Fitch steals a gun from a military police officer. He seeks revenge on Dover for the loss of his legs. He points his gun at Dover, but Bonsell intervenes. He confesses that he was the one who revealed the escape plan to the Chinese and arranged with the Chinese to make it appear as though Dover was responsible. Fitch turns his fury on Bonsell, but Dover defends Bonsell. They were all subjected to horrible conditions. Fitch is persuaded and forgives Bonsell.

==Cast==
The following actors received screen credit for their performances:

- Richard Kiley as Sgt. Lucky Dover
- Gary Merrill as Major E. E. Mead
- Phyllis Kirk as Betty Lou
- Brian Keith as Sgt. Iron Man Bonsell
- Johnny Stewart as Corporal Freddy Benton
- Don Hanmer as Walter Fitch
- Michael Dreyfuss as Danny
- Lloyd Knight as Marty
- Mary Fickett as Lt. Harper
- Cameron Prud'homme as Dover's Father
- Anne Seymour as Dover's Mother
- Donald McHenry as Willis
- Morley Chang as Comrade Chang
- Russell Hardie as Mayor Blake

==Production==
"P.O.W." was produced by the Theatre Guild as the first installment of a new program, United States Steel Hour. The program was broadcast from New York City on the ABC network on October 27, 1953, at 9:30 p.m.
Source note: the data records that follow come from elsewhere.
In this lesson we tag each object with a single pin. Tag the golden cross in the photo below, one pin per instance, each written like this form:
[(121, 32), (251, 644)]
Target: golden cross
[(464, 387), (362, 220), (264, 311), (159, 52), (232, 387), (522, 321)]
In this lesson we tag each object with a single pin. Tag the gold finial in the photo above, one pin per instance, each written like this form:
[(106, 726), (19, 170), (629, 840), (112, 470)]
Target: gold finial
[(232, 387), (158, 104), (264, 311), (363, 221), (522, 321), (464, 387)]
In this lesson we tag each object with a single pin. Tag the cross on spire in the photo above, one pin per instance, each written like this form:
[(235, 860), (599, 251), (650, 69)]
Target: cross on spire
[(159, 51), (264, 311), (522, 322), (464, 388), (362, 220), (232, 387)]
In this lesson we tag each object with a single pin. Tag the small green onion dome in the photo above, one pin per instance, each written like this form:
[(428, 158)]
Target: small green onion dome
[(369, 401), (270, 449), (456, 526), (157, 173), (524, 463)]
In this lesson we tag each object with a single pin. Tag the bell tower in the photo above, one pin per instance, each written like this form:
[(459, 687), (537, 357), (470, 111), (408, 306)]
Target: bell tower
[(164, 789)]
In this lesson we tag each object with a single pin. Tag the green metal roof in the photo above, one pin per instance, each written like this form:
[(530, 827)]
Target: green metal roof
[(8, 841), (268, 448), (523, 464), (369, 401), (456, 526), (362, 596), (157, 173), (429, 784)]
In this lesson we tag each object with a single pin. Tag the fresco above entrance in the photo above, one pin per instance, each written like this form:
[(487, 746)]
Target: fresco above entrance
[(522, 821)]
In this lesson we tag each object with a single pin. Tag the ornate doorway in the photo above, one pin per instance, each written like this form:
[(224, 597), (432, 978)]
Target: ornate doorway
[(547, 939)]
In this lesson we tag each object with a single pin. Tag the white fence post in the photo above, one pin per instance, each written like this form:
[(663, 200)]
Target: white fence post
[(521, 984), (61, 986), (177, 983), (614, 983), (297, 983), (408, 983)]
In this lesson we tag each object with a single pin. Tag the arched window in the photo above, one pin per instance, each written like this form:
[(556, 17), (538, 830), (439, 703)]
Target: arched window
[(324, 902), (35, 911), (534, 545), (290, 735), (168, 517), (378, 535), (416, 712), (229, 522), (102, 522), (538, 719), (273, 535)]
David Davidson wrote the teleplay specially for the Steel Hour. It tells the story of prisoners of war returning to the United States after being subjected to physical and mental abuse, including "brainwashing treatment", in communist prison camps during the Korean War. Prior to writing the teleplay, Davidson interviewed repatriated prisoners and Army doctors.

The Steel Hour was led by producer/director Alex Segal, who was previously at the helm of the critically acclaimed Celanese Theatre and Pulitzer Prize Playhouse. James McNaughton, who had worked with Segal on Celanese Theatre, was the show's art director. Albert Heschong, who was later inducted into the Art Directors Guild Hall of Fame, received screen credit as the designer. The sets, which included the military hospital and prisoner of war camp, were called "outstandingly well suited", "splendid", and "reasonably authentic."

Musical director Bernard Green was credited with using the harmonica to form a musical bridge between scenes. Technical military assistance was provided by Col. Kenneth Brewer, Lt. Col. Phillip P. Smith, Lt. Col. Roy Weir Jr., and Lt. Ray M. Dowe.

After its premiere with "P.O.W.", the United States Steel Hour was broadcast for 10 seasons from 1953 to 1963. The brainwashing and abuse of American prisoners of war during the Korean War was again dramatized in Prisoner of War (1954, starring Ronald Reagan), The Bamboo Prison (1954), and The Manchurian Candidate (1962, starring Frank Sinatra).

==Reception==
Television critic Leo Mishkin called it "TV drama of the first order, written with keen perception of character, and staged and acted with remarkable power."

In the Pittsburgh Post-Gazette, Win Fanning called it "great drama" and wrote that the production "came closer" to meeting theatre's responsibilities of truth and dramatic integrity "than anything presented heretofore on the living room screen."